The primary challenge one faces when writing a book about data visualisation is to determine what to leave in and what to leave out. Data visualisation is big. It is too big a subject to even attempt to cover it all, in detail, in one book. There is no single book to rule them all because there is no one book that can cover it all. Each and every one of the topics covered by the chapters in this book could, and indeed do, exist as whole books in their own right.
The secondary challenge is to decide how to weave all the content together. Data visualisation is not rocket science; it is not an especially complicated discipline: lots of it is rooted in common sense. It is, however, certainly a complex subject. There are lots of things to think about and decide on, as well as many things to do and make. Creative and analytical sensibilities blend with artistic and scientific judgments. In one moment you might be checking the statistical rigour of your calculations, in the next deciding which tone of orange most elegantly contrasts with an 80% black. The complexity of data visualisation manifests itself through how these different ingredients, and many more, interact, influence and intersect to form the whole.

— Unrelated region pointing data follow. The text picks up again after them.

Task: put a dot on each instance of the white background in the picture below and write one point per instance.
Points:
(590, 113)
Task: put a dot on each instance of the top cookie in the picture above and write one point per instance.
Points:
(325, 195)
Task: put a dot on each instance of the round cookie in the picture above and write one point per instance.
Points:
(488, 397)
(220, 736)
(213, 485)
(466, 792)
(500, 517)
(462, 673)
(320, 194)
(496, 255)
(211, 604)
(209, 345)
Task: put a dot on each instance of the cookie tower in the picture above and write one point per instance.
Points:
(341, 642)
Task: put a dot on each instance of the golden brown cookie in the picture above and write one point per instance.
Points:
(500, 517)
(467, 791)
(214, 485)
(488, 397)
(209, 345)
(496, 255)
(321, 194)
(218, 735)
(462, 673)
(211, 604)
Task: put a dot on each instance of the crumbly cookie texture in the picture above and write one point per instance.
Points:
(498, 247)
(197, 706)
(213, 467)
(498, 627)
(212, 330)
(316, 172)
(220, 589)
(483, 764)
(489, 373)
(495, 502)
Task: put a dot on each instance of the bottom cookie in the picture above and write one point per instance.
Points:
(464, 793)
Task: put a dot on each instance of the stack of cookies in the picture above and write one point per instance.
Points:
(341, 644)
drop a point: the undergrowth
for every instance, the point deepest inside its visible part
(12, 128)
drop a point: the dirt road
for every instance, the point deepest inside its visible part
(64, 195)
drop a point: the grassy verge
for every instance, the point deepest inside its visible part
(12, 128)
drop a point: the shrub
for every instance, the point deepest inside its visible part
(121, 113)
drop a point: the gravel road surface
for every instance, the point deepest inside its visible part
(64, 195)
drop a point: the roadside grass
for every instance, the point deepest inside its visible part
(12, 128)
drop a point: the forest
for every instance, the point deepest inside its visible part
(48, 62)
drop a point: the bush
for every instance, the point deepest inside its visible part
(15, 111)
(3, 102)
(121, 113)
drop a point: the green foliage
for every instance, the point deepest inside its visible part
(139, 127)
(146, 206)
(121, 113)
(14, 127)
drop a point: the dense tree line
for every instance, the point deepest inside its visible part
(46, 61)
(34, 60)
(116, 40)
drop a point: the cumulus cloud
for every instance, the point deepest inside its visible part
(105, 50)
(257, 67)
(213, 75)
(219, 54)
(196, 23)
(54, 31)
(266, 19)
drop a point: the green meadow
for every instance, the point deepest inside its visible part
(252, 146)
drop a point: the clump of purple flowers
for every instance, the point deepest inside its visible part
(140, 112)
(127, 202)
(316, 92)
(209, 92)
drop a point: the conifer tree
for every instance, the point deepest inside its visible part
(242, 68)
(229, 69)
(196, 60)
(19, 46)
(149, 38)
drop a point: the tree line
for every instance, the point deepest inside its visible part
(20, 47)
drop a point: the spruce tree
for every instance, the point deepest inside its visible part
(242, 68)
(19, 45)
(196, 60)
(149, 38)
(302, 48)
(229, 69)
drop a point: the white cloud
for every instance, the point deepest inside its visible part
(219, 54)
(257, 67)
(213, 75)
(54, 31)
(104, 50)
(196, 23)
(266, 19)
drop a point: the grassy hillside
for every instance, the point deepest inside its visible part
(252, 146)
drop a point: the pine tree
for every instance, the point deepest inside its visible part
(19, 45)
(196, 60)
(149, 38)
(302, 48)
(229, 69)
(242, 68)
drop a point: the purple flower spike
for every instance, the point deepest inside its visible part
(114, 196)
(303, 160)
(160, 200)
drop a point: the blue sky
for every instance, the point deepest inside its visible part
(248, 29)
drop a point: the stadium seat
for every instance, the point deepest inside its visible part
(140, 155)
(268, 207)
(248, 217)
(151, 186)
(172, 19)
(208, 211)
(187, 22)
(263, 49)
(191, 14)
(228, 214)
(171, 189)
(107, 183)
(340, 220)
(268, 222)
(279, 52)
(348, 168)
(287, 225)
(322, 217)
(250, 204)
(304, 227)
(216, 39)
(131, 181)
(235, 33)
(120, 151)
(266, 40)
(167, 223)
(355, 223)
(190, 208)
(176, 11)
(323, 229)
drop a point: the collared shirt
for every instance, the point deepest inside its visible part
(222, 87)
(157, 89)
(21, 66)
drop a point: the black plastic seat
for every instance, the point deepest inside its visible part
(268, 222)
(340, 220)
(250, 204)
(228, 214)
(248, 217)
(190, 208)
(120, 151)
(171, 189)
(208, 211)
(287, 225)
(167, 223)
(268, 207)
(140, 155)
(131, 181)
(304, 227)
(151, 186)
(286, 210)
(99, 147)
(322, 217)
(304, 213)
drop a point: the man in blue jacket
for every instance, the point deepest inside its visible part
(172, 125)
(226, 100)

I have arrived at what I believe to be an effective and proven pedagogy that successfully translates the complexities of this subject into accessible, practical and valuable form. I feel well qualified to bridge the gap between the large population of everyday practitioners, who might identify themselves as beginners, and the superstar technical, creative and academic minds that are constantly pushing forward our understanding of the potential of data visualisation. I am not going to claim to belong to that latter cohort, but I have certainly been the former – a beginner – and most of my working hours are spent helping other beginners start their journey. I know the things that I would have valued when I was starting out and I know how I would have wished them to be articulated and presented to me.
There is a large and growing library of fantastic books offering many different theoretical and practical viewpoints on the subject of data visualisation. My aim is to add value to this existing collection of work by taking on a particular perspective that is perhaps under-represented in other texts – exploring the notion and practice of a visualisation design process. It is my belief that the path to mastering data visualisation is achieved by making better decisions: effective choices, efficiently made. The aim of the book is therefore to help readers elegantly navigate through the process of what things to think about, when to think about them, what options exist and how to make the best choices.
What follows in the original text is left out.